Elucidating the Membrane Insertion Mechanism of Chloride Intracellular Channel Proteins

Chloride Intracellular Channels (CLICs) are a family of 6 proteins that have in common a C-terminal CLIC module and chloride-selective ion channel activity. CLIC1 is a 241 amino-acid protein involved in the regulation of the cell cycle, in particular it is overexpressed in a number of cancer cells. However, to date little information exists as to its structure and the factors that influence its insertion into membranes. Here we propose to supplement previous neutron reflectivity experiments with data collected using a deuterated form of the CLIC-1 protein. This will be used in combination with a broad range of ongoing biophysical characterisation to establish the mechanism of CLIC1 chloride channel insertion as a function of membrane charge. This will be an initial step to understand how CLIC1 functions in tumour cells and will allow specific treatments to be designed to interrupt it.

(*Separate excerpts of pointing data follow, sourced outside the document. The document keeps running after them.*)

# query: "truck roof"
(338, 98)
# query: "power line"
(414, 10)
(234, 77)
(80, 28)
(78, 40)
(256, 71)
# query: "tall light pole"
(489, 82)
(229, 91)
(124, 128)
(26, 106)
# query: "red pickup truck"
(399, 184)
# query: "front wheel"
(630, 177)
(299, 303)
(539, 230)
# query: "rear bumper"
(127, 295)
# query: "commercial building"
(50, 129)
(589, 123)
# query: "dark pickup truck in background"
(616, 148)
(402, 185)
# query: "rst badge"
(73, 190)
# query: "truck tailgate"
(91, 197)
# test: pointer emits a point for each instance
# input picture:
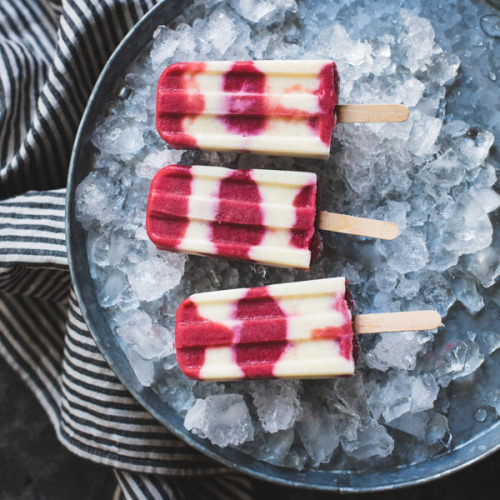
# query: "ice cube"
(277, 404)
(152, 277)
(455, 359)
(406, 253)
(485, 266)
(143, 368)
(424, 391)
(464, 286)
(317, 432)
(264, 11)
(361, 437)
(117, 136)
(469, 228)
(223, 419)
(398, 351)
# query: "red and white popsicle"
(264, 216)
(286, 108)
(289, 330)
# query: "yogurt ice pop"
(285, 108)
(290, 330)
(264, 216)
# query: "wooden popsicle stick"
(358, 226)
(396, 322)
(371, 113)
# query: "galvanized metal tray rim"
(342, 481)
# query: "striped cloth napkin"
(51, 53)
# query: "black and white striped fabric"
(51, 53)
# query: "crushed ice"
(430, 175)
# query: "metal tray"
(474, 449)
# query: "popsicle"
(289, 330)
(264, 216)
(286, 108)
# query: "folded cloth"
(51, 53)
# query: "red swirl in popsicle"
(269, 107)
(264, 216)
(289, 330)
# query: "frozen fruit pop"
(290, 330)
(264, 216)
(286, 108)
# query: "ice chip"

氯化物细胞内通道（Chloride Intracellular Channels, CLICs）是一类包含6种蛋白质的家族，它们共同具有C端CLIC模块（CLIC module）及氯化物选择性离子通道活性。CLIC1是由241个氨基酸组成的蛋白质，参与细胞周期调控，尤其在多种癌细胞中存在过表达现象。然而，迄今为止，关于其结构及影响其插入膜的因素的信息仍十分有限。在此，我们提议利用氘代形式（deuterated form）的CLIC1蛋白收集的数据，补充先前开展的中子反射实验（neutron reflectivity experiments）。这些数据将与广泛进行的生物物理表征（biophysical characterisation）相结合，以确立CLIC1氯化物通道插入机制与膜电荷的依赖关系。这将是理解CLIC1在肿瘤细胞中功能的初步步骤，并将为设计针对性治疗方案以阻断其作用提供基础。